The politics of irregular – sorry, illegal – asylum seekers aside, do such changes in language have an impact on the way people think about a political issue? Would a ‘School Hall Building Program’ have less impact than ‘Building the Education Revolution’, or would voters like and respond to political language that describes what is actually being done?
Prime Minister Abbott has said his Government will dump the Gillard Government’s clunky, agrammatical and patronising Disability Care and revert to the more utilitarian National Disability Insurance Scheme. While this certainly doesn’t signal the end of spin, it does reflect an understanding that it is possible to push political language to its breaking point where it becomes meaningless, and that to revert to a plainer way of speaking can be a relief for the listener and the speaker.
Of course the issue of political spin goes further than just language, but to a willingness to even engage in a particular debate or area of discussion. If a minister is asked a question ten times, as Environment Minister Greg Hunt was last week by an ABC journalist, does he do himself and the issue he supports more damage by not engaging than he would by just answering the question?
Hunt has obviously been media trained and is an experienced and assured media performer. But using acquired techniques to move away from an unwanted question to a key message is one thing; infuriating the audience by patently refusing to answer the question is another.
At this point I have to confess that I was once a spinner, a media adviser in politics whose job it was to liaise with the press gallery, putting my boss’s perspective to the fourth estate – sometimes aggressively but mostly, I hope, with charm and persuasion.
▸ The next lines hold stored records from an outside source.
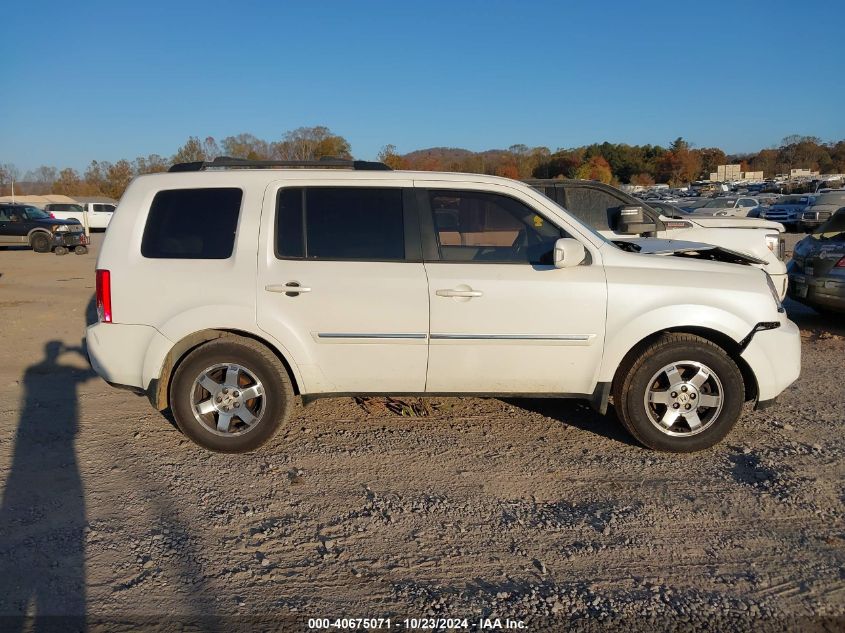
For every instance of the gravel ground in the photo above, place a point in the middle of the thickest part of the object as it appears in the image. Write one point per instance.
(540, 511)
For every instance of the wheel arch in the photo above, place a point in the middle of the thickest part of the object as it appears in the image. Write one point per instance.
(37, 230)
(731, 347)
(159, 388)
In my experience the only spin that worked was the truth. We all know the saying “you can’t polish a turd but you can roll it in glitter”. But there’s a much better way – don’t create turds in the first place. “Look after the policy and the politics will look after itself,” my minister was fond of saying.
Nevertheless, sometimes my friends in the press gallery would say “but that’s just spin”, although the more honest ones would concede that they were spinning too, just in the opposite direction. It’s pretty hard to read articles in Sydney’s Daily Telegraph on bike paths and not get dizzy from the amount of spinning going on. Likewise Fairfax’s or the ABC’s planning coverage, which sees every new building as a blight on the landscape.
To avoid spin it’s not just the words that must have integrity, but the presentation as well. Anyone who has had a personal interaction with former Prime Minister Gillard will say she is warm, witty, smart and engaged. Yet apart from a few famous moments, in her time as PM she came across on camera as wooden, controlled, and flat. Voters thought her inauthentic, when those who have met her know she is not.
The public is awake to spin – not just from politicians, but from celebrities, brands, the media, and even their boss. They crave authenticity, for realness, for a lack of bullshit.
This doesn’t mean throwing out communication techniques, or saying whatever comes in to your head. It does mean treating the public – the millions of people on the other end of that TV camera or on Facebook – with respect and as adults.
Those who are able to be authentic – regardless of what side of politics they are on – will build a relationship with their constituents that will get them through the tough political times, while those who aren’t will still be putting a red pen through the words their department uses in an effort to shape how we think.
Mathew Jones is the managing director of Parker & Partners, Ogilvy Public Relations’ public affairs specialist.